David Ferguson rewinds Piedmont (originally released in September 2009) to investigate further its alluring polyphonic arpeggios, spooky ambience and DSP trickery. Find out, if you haven’t already, how Reklein’s command of mixing the subtlety of beats, rhythmic noise and emphasis on chopped-up layers takes over the sonic scenery.
[Release page] The first track on Piedmont is simply titled “Intro.” Off to a funky start – it heads off with slowly yet ever increasing build of space-echo percussion, square waves and atmospherics. The sound Reklein so quickly built is then stripped back down to the rhythmic minimal again.
“Cambric” begins with an epically roaring, reverberating lead that carries us through the first half. Then in comes some wonderfully warm, dramatic strings that sound slightly overdriven, so as to give them that extra crunch. Barring the beats, it would sound very much like a sinister film score. Reklein’s command of mixing the subtlety of their beats (not just “beats” but rhythmic noise) and the epic feel of the melody is definitely on display here. “Larson” uses a somewhat similar formula – but with even more emphasis on the chopped-up beats. The beat remains heavily syncopated, re-triggered, glitched and so on until the strings come in at 1 minute in. 20 seconds later, a beautiful yet simple waveform sounds as if it’s “dialing” us into the track – which remains faithful to the sound they have thus established. With its spooky ambience, you feel as if you are taking a late night walk through some desolate woods – with just enough light to keep pressing forth.

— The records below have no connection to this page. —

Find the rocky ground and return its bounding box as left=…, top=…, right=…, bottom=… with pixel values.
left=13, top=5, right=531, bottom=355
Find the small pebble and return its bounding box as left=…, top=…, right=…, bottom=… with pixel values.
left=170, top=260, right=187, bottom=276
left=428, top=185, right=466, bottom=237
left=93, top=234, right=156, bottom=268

The fourth track “Cassidy” is a powerful track that grabs you with Angelo Badalamenti-like strings, simple bassline, polyphonic arpeggios a la Orbital and a bad-ass half-time beat with delay to drive it all forward. Reklein are great at unifying their sound into a cohesive unit.
“Harland” begins with an organ, and heavily enveloped synths and alternating washes and claps of white noise go off. A couple minutes in, an 808 style beat kicks in – and some funky, wonky electro a la mid-90s Detroit; then it rapidly switches into a battle of the white noise sounds, and by 4 minutes in – ties it all together again to ride out. One of the most upbeat tracks on Piedmont is found in “Sinke.” Heavy tremolo and double-time closed hi-hats begin a dreamy, chopped-up headnodder, before cranking up the DSP trickery and drums even more in the 2nd half.

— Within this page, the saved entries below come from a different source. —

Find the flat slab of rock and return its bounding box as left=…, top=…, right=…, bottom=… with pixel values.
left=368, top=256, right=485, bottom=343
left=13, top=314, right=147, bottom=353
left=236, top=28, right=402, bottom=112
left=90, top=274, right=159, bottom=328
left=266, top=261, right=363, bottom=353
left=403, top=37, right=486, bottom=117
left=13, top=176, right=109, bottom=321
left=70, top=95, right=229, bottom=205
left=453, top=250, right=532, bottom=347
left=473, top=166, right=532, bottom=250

The music becomes a bit more lucid with the impressive “Robb.” Ethereal bells, pulsing drone b-line, and Reklein’s bugged out boom bap beats, leads us into a great analog synth lead solo that soars and sustains until they take the track into heavily panned, dubby territory – complete with James Brown “unh!” sample. Despite definitely being hypnotic and relaxing, “Cartwright” passionately plays out like a lovely musicbox filled with emotion. “Michno” starts off slightly dissonant with some nice punchy drums. The hypomania induced when Reklein changes-up the tune almost entirely at 1′:45″ is what will really draw the listener in. Although this section is quickly assembled into an elaborate and bass-heavy electro meets grime type jam, it’s rinsed out for our listening pleasure, then cleverly literally blown to bits with what sounds like bitrate “crushing.” A nice finish.
Piedmont received the remix fix in May 2011 with alterations by the likes of Randomform, Dharmatronix, Sonny Hancock, R_Garcia, Fader Vixen, Artificial Reality, Logickal and label-head citizenGreen (also out now on High Grade Media.